Developed by: Sidhe Interactive
Published by: Sidhe Interactive
Platforms: PC, PS Network, Mac
Feeling Like: Establishment
Not every post is personal. Not every game has a backstory that explains my emotional connection to it. Sometimes I’ll impulse purchase, enjoy it and move on.
What I liked the most about Shatter is the familiarity of the gameplay. Everybody knows how to play this. You shatter bricks. Don’t let the ball get past your paddle. Those who haven’t picked up a controller in 40 years would understand. Since that’s about all the mental capacity I have these days, this is a perfect time sink.
You know you hit pay dirt when an entire genre is named after you. It’s not a massive force in the video game industry, sure, but when you say it’s a Breakout-type or Breakout-clone, there’s built in recognition. Gamers will know what you mean, or be familiar with the style. The original Breakout had the advantage of being in an age where anything seemed to be “first” at something, but there’s also something to be admired when a style of gameplay is still enjoyed by millions forty four years later.
It’s apt that I’m posting this on May 13. On this very day in 1976, Breakout was released in arcades by the legendary Steve Wozniak. On the other hand, maybe it’s not so surprising the design is still endearing nearly five decades later.
How fundamentally sound are your mechanics if they’re still enjoyable today? Shatter is more than a fresh coat of paint, but it still relies heavily on the core concepts of Breakout. Your goal is to shatter (!) bricks laid out in front, or to the side of you. It may require you to balance more than one ball, it will require you to pay attention to the environmental hazards, and you will be nodding your head to the incredible soundtrack.

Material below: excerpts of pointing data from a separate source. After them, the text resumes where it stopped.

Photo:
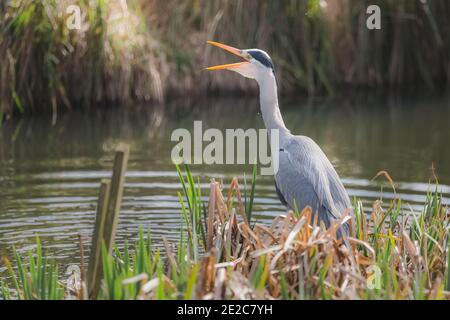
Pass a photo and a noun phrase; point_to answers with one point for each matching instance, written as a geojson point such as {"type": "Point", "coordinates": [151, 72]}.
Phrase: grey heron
{"type": "Point", "coordinates": [305, 176]}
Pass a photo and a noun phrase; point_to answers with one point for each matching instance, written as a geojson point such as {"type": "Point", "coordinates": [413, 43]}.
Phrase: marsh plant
{"type": "Point", "coordinates": [223, 253]}
{"type": "Point", "coordinates": [126, 51]}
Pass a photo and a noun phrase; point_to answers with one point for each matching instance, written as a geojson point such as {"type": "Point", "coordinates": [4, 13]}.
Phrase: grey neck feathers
{"type": "Point", "coordinates": [268, 99]}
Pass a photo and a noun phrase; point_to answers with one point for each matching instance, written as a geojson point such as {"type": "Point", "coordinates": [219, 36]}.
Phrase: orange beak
{"type": "Point", "coordinates": [232, 50]}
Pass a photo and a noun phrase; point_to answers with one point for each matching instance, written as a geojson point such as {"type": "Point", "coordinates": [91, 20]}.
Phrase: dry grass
{"type": "Point", "coordinates": [390, 253]}
{"type": "Point", "coordinates": [150, 49]}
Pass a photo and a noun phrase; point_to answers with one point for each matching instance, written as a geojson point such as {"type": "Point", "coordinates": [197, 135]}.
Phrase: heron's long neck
{"type": "Point", "coordinates": [268, 98]}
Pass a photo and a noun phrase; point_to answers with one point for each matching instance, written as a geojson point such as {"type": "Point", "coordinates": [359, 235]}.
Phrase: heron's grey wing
{"type": "Point", "coordinates": [306, 177]}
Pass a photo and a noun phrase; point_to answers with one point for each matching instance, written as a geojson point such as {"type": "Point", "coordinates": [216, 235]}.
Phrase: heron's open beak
{"type": "Point", "coordinates": [232, 50]}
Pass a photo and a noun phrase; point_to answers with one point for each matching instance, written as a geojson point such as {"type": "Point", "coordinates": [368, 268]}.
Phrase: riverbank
{"type": "Point", "coordinates": [223, 254]}
{"type": "Point", "coordinates": [137, 52]}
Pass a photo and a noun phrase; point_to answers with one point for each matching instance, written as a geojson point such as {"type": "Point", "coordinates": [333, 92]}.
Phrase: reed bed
{"type": "Point", "coordinates": [390, 253]}
{"type": "Point", "coordinates": [136, 50]}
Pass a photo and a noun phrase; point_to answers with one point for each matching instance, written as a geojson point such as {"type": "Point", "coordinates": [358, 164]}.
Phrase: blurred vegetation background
{"type": "Point", "coordinates": [152, 50]}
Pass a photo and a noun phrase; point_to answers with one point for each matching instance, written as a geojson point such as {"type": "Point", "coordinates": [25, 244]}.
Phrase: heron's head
{"type": "Point", "coordinates": [256, 64]}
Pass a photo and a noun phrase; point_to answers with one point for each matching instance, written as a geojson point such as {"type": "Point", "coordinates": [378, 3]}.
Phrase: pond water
{"type": "Point", "coordinates": [50, 173]}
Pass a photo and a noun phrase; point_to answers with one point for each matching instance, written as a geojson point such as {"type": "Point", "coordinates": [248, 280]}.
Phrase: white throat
{"type": "Point", "coordinates": [268, 99]}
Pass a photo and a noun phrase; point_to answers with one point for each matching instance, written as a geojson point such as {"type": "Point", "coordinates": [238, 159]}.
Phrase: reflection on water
{"type": "Point", "coordinates": [49, 175]}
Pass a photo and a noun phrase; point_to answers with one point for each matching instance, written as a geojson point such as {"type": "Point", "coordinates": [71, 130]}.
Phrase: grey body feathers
{"type": "Point", "coordinates": [307, 178]}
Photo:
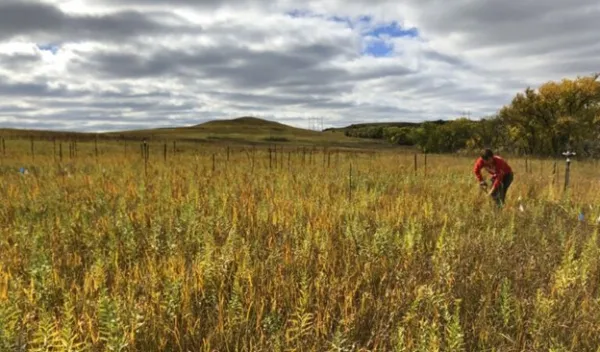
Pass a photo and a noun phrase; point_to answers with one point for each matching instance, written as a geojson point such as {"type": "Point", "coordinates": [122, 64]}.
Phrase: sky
{"type": "Point", "coordinates": [106, 65]}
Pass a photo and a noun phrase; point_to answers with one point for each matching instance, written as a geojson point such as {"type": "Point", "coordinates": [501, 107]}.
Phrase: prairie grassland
{"type": "Point", "coordinates": [252, 255]}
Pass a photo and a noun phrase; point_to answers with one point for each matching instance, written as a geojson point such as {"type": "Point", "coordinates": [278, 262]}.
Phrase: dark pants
{"type": "Point", "coordinates": [499, 194]}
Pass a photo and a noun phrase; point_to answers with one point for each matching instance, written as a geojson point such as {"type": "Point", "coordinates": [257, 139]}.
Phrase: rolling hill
{"type": "Point", "coordinates": [243, 130]}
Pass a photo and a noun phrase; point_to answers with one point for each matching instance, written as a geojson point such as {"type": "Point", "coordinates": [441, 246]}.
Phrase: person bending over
{"type": "Point", "coordinates": [502, 175]}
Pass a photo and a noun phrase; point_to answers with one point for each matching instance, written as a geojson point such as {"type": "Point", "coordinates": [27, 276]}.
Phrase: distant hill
{"type": "Point", "coordinates": [242, 130]}
{"type": "Point", "coordinates": [384, 124]}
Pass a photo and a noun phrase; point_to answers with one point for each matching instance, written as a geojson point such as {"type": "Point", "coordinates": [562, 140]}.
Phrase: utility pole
{"type": "Point", "coordinates": [568, 154]}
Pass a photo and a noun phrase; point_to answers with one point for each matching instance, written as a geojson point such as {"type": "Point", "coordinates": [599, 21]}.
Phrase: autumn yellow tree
{"type": "Point", "coordinates": [558, 115]}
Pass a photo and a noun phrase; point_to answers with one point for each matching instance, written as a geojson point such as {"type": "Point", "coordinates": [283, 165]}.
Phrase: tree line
{"type": "Point", "coordinates": [544, 122]}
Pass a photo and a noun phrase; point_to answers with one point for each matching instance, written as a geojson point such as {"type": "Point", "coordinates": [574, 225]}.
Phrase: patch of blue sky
{"type": "Point", "coordinates": [53, 48]}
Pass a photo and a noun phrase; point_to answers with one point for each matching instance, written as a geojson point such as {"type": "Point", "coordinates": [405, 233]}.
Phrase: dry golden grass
{"type": "Point", "coordinates": [252, 255]}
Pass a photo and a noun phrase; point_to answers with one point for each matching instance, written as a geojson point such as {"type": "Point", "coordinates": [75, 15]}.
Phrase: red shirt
{"type": "Point", "coordinates": [498, 169]}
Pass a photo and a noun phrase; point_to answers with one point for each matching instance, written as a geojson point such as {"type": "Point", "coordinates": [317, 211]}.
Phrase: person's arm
{"type": "Point", "coordinates": [477, 170]}
{"type": "Point", "coordinates": [498, 180]}
{"type": "Point", "coordinates": [500, 167]}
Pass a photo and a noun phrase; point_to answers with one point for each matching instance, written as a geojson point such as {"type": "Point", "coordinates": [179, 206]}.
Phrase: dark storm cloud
{"type": "Point", "coordinates": [237, 66]}
{"type": "Point", "coordinates": [44, 22]}
{"type": "Point", "coordinates": [15, 90]}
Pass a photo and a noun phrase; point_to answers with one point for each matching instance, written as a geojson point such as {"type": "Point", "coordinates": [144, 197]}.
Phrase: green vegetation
{"type": "Point", "coordinates": [207, 251]}
{"type": "Point", "coordinates": [539, 122]}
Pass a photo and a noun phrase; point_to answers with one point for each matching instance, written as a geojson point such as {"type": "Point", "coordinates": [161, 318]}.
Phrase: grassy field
{"type": "Point", "coordinates": [326, 251]}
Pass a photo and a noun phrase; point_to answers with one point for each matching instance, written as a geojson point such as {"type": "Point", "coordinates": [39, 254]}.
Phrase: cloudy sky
{"type": "Point", "coordinates": [99, 65]}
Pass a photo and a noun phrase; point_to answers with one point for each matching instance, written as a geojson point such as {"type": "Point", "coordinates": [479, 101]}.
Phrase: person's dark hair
{"type": "Point", "coordinates": [487, 154]}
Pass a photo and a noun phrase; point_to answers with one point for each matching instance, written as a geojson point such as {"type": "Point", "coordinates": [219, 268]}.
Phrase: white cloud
{"type": "Point", "coordinates": [85, 65]}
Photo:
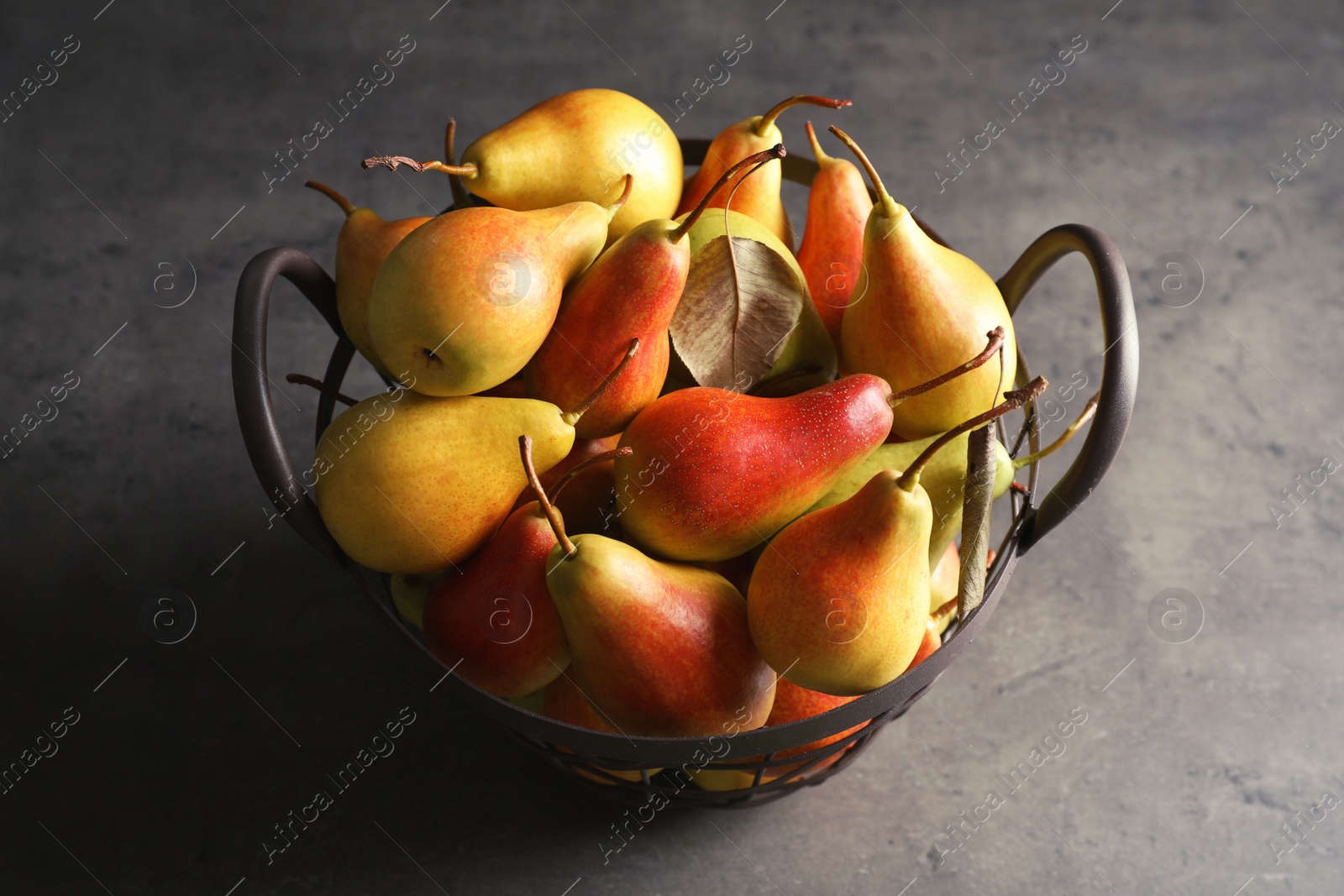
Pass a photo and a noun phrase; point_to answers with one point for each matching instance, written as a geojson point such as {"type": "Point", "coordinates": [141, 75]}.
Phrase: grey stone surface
{"type": "Point", "coordinates": [158, 132]}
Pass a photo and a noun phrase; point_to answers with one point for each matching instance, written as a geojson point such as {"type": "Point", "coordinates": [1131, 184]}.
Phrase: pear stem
{"type": "Point", "coordinates": [1068, 434]}
{"type": "Point", "coordinates": [995, 344]}
{"type": "Point", "coordinates": [761, 157]}
{"type": "Point", "coordinates": [593, 461]}
{"type": "Point", "coordinates": [884, 196]}
{"type": "Point", "coordinates": [573, 416]}
{"type": "Point", "coordinates": [768, 118]}
{"type": "Point", "coordinates": [625, 194]}
{"type": "Point", "coordinates": [391, 163]}
{"type": "Point", "coordinates": [322, 387]}
{"type": "Point", "coordinates": [460, 197]}
{"type": "Point", "coordinates": [816, 145]}
{"type": "Point", "coordinates": [336, 197]}
{"type": "Point", "coordinates": [524, 446]}
{"type": "Point", "coordinates": [1012, 401]}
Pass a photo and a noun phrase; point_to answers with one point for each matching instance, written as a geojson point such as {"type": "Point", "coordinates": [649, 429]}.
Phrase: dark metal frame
{"type": "Point", "coordinates": [597, 752]}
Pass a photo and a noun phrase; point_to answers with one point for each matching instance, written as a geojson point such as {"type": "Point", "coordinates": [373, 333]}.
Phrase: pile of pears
{"type": "Point", "coordinates": [577, 523]}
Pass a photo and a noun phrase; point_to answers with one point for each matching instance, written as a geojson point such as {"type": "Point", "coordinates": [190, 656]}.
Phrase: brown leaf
{"type": "Point", "coordinates": [739, 304]}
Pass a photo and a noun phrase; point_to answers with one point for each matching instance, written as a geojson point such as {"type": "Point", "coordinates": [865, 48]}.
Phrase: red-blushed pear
{"type": "Point", "coordinates": [925, 307]}
{"type": "Point", "coordinates": [662, 647]}
{"type": "Point", "coordinates": [407, 483]}
{"type": "Point", "coordinates": [831, 254]}
{"type": "Point", "coordinates": [716, 473]}
{"type": "Point", "coordinates": [363, 242]}
{"type": "Point", "coordinates": [632, 289]}
{"type": "Point", "coordinates": [790, 705]}
{"type": "Point", "coordinates": [564, 701]}
{"type": "Point", "coordinates": [491, 618]}
{"type": "Point", "coordinates": [839, 602]}
{"type": "Point", "coordinates": [759, 196]}
{"type": "Point", "coordinates": [467, 298]}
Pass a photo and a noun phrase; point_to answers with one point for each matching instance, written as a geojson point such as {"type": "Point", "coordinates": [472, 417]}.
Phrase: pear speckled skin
{"type": "Point", "coordinates": [414, 484]}
{"type": "Point", "coordinates": [578, 147]}
{"type": "Point", "coordinates": [840, 600]}
{"type": "Point", "coordinates": [714, 473]}
{"type": "Point", "coordinates": [662, 647]}
{"type": "Point", "coordinates": [492, 618]}
{"type": "Point", "coordinates": [831, 254]}
{"type": "Point", "coordinates": [362, 246]}
{"type": "Point", "coordinates": [629, 291]}
{"type": "Point", "coordinates": [927, 308]}
{"type": "Point", "coordinates": [465, 300]}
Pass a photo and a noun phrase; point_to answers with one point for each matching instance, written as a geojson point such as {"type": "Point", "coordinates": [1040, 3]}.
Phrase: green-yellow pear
{"type": "Point", "coordinates": [465, 300]}
{"type": "Point", "coordinates": [412, 484]}
{"type": "Point", "coordinates": [925, 305]}
{"type": "Point", "coordinates": [810, 345]}
{"type": "Point", "coordinates": [363, 242]}
{"type": "Point", "coordinates": [840, 600]}
{"type": "Point", "coordinates": [578, 145]}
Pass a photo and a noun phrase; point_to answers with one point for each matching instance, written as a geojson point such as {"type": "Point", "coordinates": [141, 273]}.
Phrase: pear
{"type": "Point", "coordinates": [840, 600]}
{"type": "Point", "coordinates": [363, 242]}
{"type": "Point", "coordinates": [808, 348]}
{"type": "Point", "coordinates": [925, 307]}
{"type": "Point", "coordinates": [831, 254]}
{"type": "Point", "coordinates": [582, 485]}
{"type": "Point", "coordinates": [660, 647]}
{"type": "Point", "coordinates": [575, 147]}
{"type": "Point", "coordinates": [790, 705]}
{"type": "Point", "coordinates": [410, 593]}
{"type": "Point", "coordinates": [492, 618]}
{"type": "Point", "coordinates": [759, 196]}
{"type": "Point", "coordinates": [564, 701]}
{"type": "Point", "coordinates": [633, 288]}
{"type": "Point", "coordinates": [465, 300]}
{"type": "Point", "coordinates": [944, 479]}
{"type": "Point", "coordinates": [714, 473]}
{"type": "Point", "coordinates": [416, 484]}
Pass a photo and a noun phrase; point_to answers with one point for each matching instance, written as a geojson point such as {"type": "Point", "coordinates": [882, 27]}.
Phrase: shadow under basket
{"type": "Point", "coordinates": [638, 770]}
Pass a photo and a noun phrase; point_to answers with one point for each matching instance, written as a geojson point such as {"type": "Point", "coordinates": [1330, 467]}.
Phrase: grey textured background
{"type": "Point", "coordinates": [1163, 134]}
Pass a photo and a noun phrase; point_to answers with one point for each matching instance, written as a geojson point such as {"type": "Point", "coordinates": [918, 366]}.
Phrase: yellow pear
{"type": "Point", "coordinates": [465, 300]}
{"type": "Point", "coordinates": [412, 484]}
{"type": "Point", "coordinates": [578, 145]}
{"type": "Point", "coordinates": [927, 305]}
{"type": "Point", "coordinates": [363, 242]}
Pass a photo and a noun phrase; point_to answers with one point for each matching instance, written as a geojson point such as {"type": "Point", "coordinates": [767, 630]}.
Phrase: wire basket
{"type": "Point", "coordinates": [769, 762]}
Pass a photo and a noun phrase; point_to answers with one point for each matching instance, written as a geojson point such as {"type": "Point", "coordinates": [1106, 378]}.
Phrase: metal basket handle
{"type": "Point", "coordinates": [1120, 363]}
{"type": "Point", "coordinates": [252, 385]}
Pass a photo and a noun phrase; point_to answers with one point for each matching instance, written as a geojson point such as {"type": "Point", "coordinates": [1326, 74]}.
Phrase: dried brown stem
{"type": "Point", "coordinates": [1012, 401]}
{"type": "Point", "coordinates": [322, 387]}
{"type": "Point", "coordinates": [996, 340]}
{"type": "Point", "coordinates": [593, 461]}
{"type": "Point", "coordinates": [524, 446]}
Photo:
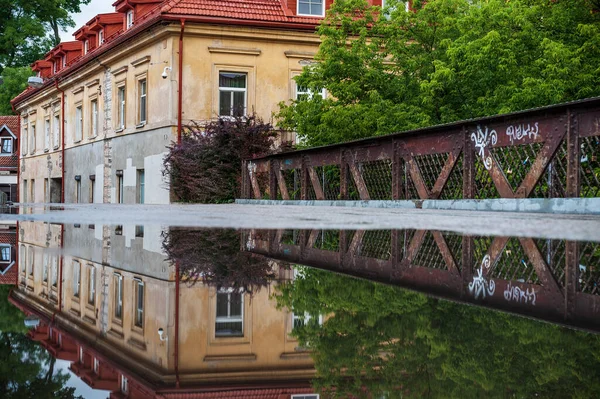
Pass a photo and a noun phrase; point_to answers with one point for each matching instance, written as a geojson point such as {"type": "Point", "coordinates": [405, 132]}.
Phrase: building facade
{"type": "Point", "coordinates": [114, 99]}
{"type": "Point", "coordinates": [107, 302]}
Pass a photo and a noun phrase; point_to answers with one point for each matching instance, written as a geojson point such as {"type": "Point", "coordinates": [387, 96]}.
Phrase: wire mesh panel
{"type": "Point", "coordinates": [328, 240]}
{"type": "Point", "coordinates": [376, 244]}
{"type": "Point", "coordinates": [378, 178]}
{"type": "Point", "coordinates": [554, 254]}
{"type": "Point", "coordinates": [589, 268]}
{"type": "Point", "coordinates": [429, 254]}
{"type": "Point", "coordinates": [589, 167]}
{"type": "Point", "coordinates": [513, 264]}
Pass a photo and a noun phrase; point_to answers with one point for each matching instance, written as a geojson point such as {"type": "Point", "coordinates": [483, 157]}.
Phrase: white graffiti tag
{"type": "Point", "coordinates": [519, 132]}
{"type": "Point", "coordinates": [482, 140]}
{"type": "Point", "coordinates": [480, 286]}
{"type": "Point", "coordinates": [514, 293]}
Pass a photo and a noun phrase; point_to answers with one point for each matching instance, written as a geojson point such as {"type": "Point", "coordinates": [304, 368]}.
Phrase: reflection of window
{"type": "Point", "coordinates": [92, 285]}
{"type": "Point", "coordinates": [232, 94]}
{"type": "Point", "coordinates": [76, 278]}
{"type": "Point", "coordinates": [311, 7]}
{"type": "Point", "coordinates": [142, 104]}
{"type": "Point", "coordinates": [230, 314]}
{"type": "Point", "coordinates": [118, 279]}
{"type": "Point", "coordinates": [5, 253]}
{"type": "Point", "coordinates": [139, 303]}
{"type": "Point", "coordinates": [7, 146]}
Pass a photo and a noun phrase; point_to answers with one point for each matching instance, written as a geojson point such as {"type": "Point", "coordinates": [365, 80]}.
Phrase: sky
{"type": "Point", "coordinates": [87, 12]}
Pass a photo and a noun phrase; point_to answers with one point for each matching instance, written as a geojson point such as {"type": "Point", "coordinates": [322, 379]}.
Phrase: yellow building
{"type": "Point", "coordinates": [110, 102]}
{"type": "Point", "coordinates": [112, 307]}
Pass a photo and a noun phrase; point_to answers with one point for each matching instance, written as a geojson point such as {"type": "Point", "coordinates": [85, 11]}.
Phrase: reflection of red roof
{"type": "Point", "coordinates": [11, 122]}
{"type": "Point", "coordinates": [275, 393]}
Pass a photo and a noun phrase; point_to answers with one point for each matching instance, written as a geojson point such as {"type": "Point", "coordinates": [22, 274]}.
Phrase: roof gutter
{"type": "Point", "coordinates": [62, 143]}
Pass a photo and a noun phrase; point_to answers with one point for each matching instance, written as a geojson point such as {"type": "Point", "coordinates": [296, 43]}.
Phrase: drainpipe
{"type": "Point", "coordinates": [180, 93]}
{"type": "Point", "coordinates": [62, 143]}
{"type": "Point", "coordinates": [177, 324]}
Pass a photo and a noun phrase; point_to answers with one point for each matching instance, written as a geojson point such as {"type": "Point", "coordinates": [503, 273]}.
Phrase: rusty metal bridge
{"type": "Point", "coordinates": [551, 152]}
{"type": "Point", "coordinates": [551, 280]}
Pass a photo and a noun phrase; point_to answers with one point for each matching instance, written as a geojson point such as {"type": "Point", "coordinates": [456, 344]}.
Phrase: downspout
{"type": "Point", "coordinates": [180, 93]}
{"type": "Point", "coordinates": [176, 324]}
{"type": "Point", "coordinates": [62, 143]}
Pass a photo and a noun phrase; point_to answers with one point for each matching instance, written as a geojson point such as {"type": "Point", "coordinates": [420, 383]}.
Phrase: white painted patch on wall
{"type": "Point", "coordinates": [157, 189]}
{"type": "Point", "coordinates": [129, 174]}
{"type": "Point", "coordinates": [99, 185]}
{"type": "Point", "coordinates": [153, 238]}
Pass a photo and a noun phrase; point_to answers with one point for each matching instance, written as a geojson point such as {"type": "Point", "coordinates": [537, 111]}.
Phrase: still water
{"type": "Point", "coordinates": [145, 311]}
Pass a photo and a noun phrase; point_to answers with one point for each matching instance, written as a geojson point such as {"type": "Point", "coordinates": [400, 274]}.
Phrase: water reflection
{"type": "Point", "coordinates": [143, 312]}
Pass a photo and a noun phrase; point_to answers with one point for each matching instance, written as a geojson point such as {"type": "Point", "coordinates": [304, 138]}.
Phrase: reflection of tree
{"type": "Point", "coordinates": [214, 258]}
{"type": "Point", "coordinates": [404, 344]}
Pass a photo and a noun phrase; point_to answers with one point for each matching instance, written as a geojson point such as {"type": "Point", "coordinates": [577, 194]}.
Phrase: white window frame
{"type": "Point", "coordinates": [92, 286]}
{"type": "Point", "coordinates": [93, 117]}
{"type": "Point", "coordinates": [78, 122]}
{"type": "Point", "coordinates": [76, 279]}
{"type": "Point", "coordinates": [233, 90]}
{"type": "Point", "coordinates": [56, 130]}
{"type": "Point", "coordinates": [12, 147]}
{"type": "Point", "coordinates": [310, 2]}
{"type": "Point", "coordinates": [129, 19]}
{"type": "Point", "coordinates": [119, 291]}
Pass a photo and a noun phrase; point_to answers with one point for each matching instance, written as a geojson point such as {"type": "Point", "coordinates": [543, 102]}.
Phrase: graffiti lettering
{"type": "Point", "coordinates": [482, 139]}
{"type": "Point", "coordinates": [516, 294]}
{"type": "Point", "coordinates": [480, 287]}
{"type": "Point", "coordinates": [519, 132]}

As is often the case, this placement on the 500 is due to the stellar selection of music. Shatter‘s songs are so catchy and creative, so soothing and maniacal that it completely works in tandem with you moving your platform, angling your shots and watching the destruction ahead.
Not much else to tell, really. The additions to the gameplay are numerous, and the levels never overstay their welcome. I’m dismayed to not hear anybody else talk about it, because at a bare minimum, the soundtrack by Module is one of the all-time greats. It’s on Spotify so hopefully some newcomers will be entranced and encouraged to take the plunge.